How Does a Custodial Account in a Student's Name Get Reported on the FAFSA?

By The Penny Plan Editorial Team Published July 13, 2026 5 min read

A parent set up an account years ago to save for their kid’s future, never really thinking about how “in the child’s name” would look on a financial aid form until the FAFSA was sitting open on the screen.

In a nutshell

A custodial account — commonly set up under UTMA or UGMA rules — is reported on the FAFSA as the student’s own asset, not the parent’s, because the funds legally belong to the child once the account is established, even though a parent manages it until the child reaches the age of transfer.

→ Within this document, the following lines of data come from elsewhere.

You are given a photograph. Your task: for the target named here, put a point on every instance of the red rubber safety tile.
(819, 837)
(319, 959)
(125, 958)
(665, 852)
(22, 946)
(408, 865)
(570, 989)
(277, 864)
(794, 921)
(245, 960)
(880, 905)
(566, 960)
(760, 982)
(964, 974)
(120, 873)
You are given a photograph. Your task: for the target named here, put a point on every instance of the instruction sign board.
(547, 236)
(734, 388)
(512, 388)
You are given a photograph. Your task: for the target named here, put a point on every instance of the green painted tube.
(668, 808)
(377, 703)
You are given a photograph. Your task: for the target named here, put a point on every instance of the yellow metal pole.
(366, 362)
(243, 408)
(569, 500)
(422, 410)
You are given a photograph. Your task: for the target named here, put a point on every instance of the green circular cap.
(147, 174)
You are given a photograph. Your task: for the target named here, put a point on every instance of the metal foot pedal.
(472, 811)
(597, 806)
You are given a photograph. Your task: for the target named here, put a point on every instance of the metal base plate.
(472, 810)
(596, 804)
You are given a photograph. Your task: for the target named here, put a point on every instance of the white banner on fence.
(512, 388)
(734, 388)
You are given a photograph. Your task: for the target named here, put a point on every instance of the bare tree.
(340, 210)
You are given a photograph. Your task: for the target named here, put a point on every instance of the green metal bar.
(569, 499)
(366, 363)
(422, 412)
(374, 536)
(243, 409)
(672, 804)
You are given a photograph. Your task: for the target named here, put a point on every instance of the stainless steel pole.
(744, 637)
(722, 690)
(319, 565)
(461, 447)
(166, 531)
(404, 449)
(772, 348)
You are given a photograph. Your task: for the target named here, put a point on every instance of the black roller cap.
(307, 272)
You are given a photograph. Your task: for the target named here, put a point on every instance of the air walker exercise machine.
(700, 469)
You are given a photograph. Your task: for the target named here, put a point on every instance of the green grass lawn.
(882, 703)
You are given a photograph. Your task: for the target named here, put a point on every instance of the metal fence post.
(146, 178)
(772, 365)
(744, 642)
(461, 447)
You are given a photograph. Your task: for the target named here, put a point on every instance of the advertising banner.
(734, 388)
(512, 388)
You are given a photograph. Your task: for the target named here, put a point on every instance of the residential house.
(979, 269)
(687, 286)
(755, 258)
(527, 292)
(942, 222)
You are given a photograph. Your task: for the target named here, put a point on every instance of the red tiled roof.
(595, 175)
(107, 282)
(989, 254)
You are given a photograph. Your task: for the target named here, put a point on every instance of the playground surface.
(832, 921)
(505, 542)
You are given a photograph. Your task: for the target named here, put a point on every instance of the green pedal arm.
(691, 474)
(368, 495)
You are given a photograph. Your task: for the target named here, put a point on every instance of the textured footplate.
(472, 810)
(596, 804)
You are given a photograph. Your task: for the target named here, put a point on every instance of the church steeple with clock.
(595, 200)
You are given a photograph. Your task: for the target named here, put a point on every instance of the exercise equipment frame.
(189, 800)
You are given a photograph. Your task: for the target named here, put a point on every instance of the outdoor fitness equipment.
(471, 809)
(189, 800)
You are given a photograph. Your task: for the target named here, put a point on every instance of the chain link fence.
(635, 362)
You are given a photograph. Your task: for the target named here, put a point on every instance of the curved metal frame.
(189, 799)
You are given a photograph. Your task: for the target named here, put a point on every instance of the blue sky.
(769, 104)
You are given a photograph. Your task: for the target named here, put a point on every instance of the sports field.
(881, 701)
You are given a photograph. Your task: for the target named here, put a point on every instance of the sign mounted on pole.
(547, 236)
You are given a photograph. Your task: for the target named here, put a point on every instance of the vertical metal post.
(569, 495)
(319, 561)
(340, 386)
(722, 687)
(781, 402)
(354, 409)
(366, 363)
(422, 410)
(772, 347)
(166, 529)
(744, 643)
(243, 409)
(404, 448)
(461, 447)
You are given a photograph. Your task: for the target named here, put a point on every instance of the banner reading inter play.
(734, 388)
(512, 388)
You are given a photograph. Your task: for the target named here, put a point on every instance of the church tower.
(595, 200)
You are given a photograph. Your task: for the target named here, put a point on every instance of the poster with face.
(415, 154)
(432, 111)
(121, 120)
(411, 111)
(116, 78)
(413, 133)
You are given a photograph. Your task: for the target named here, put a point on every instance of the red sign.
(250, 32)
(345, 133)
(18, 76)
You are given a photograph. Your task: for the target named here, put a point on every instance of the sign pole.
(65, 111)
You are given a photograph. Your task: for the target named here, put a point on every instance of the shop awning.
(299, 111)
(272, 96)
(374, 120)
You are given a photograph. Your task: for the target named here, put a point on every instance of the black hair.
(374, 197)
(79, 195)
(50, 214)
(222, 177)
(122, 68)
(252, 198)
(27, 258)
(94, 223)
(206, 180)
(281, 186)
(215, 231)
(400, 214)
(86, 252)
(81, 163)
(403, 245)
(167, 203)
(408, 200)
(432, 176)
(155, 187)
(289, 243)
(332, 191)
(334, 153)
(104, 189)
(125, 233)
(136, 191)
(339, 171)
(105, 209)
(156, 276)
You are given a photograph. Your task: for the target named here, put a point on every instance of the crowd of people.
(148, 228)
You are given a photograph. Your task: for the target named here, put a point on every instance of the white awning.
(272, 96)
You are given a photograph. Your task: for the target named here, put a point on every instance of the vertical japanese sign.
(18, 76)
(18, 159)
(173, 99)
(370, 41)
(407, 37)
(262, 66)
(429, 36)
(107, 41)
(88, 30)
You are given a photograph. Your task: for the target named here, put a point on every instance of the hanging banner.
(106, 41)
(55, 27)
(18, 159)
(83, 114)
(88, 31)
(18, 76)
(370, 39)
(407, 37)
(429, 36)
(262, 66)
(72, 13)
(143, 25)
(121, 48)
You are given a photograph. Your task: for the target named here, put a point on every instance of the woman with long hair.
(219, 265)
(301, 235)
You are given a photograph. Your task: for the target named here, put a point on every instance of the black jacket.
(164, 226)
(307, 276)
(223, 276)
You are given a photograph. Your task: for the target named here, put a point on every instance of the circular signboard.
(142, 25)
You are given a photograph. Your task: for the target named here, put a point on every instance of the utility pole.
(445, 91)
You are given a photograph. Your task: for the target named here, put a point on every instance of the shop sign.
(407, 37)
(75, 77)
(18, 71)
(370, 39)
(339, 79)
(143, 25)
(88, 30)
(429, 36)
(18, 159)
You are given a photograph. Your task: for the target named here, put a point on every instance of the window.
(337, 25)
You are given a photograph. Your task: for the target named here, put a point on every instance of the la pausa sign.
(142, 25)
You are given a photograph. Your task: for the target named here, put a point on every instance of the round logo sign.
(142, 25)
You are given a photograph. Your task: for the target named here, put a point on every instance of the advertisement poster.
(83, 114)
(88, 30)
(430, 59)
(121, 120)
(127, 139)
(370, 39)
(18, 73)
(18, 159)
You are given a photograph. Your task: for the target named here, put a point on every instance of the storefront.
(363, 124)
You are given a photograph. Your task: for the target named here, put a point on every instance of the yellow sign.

Student assets are generally assessed at a considerably higher rate than parent assets in the federal aid formula, which is why this distinction often surprises families.

Why the asset classification matters so much

The FAFSA’s need-based formula treats student-owned assets and parent-owned assets differently. A parent’s savings and investments are counted, but only a portion above a certain protected allowance factors into the expected contribution, and even then at a relatively modest rate. Assets the FAFSA considers to belong to the student, on the other hand, are generally assessed at a flat and considerably higher percentage, with no comparable protected allowance. A custodial account, because it’s legally the child’s property, falls into that second, more heavily weighted category.

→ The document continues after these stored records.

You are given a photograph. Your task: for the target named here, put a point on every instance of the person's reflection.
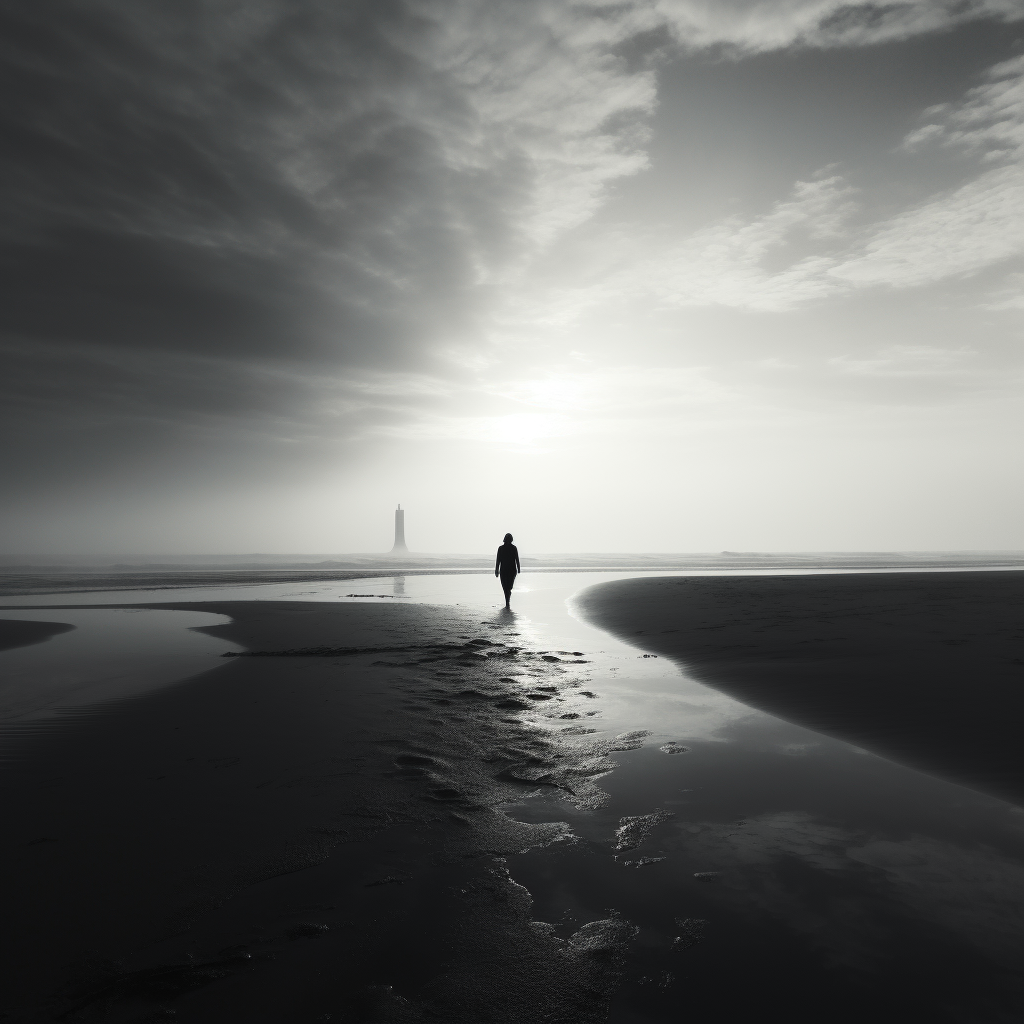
(507, 565)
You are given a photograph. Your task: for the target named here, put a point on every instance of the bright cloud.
(758, 26)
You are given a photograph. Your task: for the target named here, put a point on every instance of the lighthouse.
(399, 534)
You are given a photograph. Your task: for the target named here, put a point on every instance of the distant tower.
(399, 534)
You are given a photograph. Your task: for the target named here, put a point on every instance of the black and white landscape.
(717, 307)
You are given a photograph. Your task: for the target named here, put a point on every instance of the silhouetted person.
(507, 565)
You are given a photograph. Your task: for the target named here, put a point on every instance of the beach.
(394, 802)
(926, 669)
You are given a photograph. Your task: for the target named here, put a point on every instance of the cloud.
(760, 26)
(325, 181)
(967, 228)
(819, 242)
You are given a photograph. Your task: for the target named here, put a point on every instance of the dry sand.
(925, 669)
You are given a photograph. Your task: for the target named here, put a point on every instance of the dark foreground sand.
(925, 669)
(300, 837)
(316, 833)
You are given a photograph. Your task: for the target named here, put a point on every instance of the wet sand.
(24, 634)
(925, 669)
(390, 812)
(306, 830)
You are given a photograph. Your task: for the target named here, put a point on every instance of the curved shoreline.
(926, 670)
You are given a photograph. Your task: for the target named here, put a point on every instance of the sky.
(652, 275)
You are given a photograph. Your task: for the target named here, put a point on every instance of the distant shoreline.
(25, 582)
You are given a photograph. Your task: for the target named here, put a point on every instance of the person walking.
(507, 565)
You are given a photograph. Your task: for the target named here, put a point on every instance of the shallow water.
(764, 865)
(112, 653)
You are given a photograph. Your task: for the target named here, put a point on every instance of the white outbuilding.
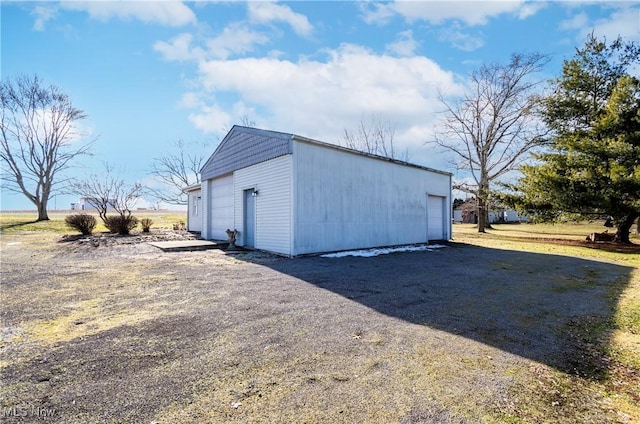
(292, 195)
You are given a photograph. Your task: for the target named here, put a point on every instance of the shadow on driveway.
(519, 302)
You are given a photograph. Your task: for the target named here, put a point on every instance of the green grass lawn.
(614, 342)
(622, 352)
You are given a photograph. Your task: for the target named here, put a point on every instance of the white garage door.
(435, 217)
(221, 204)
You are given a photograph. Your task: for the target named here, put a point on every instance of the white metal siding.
(204, 192)
(346, 201)
(220, 207)
(194, 217)
(272, 179)
(435, 217)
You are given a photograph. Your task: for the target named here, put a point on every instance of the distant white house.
(292, 195)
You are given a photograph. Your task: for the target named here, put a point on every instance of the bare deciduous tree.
(39, 138)
(494, 124)
(176, 170)
(375, 137)
(108, 191)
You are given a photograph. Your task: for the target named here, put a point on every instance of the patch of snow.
(368, 253)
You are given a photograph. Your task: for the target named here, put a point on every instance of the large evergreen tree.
(593, 164)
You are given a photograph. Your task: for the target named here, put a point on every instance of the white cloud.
(376, 13)
(405, 45)
(438, 12)
(579, 21)
(319, 99)
(236, 38)
(211, 118)
(179, 49)
(169, 13)
(461, 40)
(43, 14)
(266, 12)
(623, 21)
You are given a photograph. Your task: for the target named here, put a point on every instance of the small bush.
(81, 222)
(146, 224)
(121, 224)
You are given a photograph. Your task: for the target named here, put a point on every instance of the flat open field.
(493, 328)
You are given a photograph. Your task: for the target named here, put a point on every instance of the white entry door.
(249, 218)
(435, 217)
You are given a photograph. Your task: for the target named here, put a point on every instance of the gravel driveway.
(127, 333)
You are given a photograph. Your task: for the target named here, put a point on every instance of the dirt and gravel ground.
(114, 332)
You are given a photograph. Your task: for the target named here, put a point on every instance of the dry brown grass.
(126, 333)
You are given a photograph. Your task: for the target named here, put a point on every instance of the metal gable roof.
(246, 146)
(243, 147)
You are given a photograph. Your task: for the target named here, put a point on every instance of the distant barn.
(293, 195)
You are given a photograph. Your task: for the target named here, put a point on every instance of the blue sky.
(151, 72)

What typically counts as the student’s asset

Why this catches families off guard

Many custodial accounts get opened by a well-meaning relative or parent years before college is even a near-term consideration, often as a way to save gift money or hold funds for a child’s future. Nobody is thinking about the FAFSA at the time. By the time financial aid applications come around, the account may have grown considerably, and its classification as a student asset can meaningfully shrink the amount of need-based aid a family qualifies for compared to if the same money had been held elsewhere.

What families sometimes look into beforehand

Some families explore restructuring savings vehicles — such as comparing a custodial account against a 529 plan or other options — before the years when financial aid applications are filed, since the reporting treatment differs by account type. This is a decision with legal and tax implications specific to each family’s situation, and it’s generally worth reviewing with a financial aid or tax professional rather than acting on general information alone.

Final thoughts

A custodial account doesn’t disappear from the FAFSA just because a parent set it up or still manages it — the legal ownership tied to the child’s name is what drives how it’s reported, and that treatment tends to reduce need-based aid eligibility more than an equivalent parent-owned account would. Understanding how different account types are treated well before the aid application season is generally the most useful thing a family can do with this information.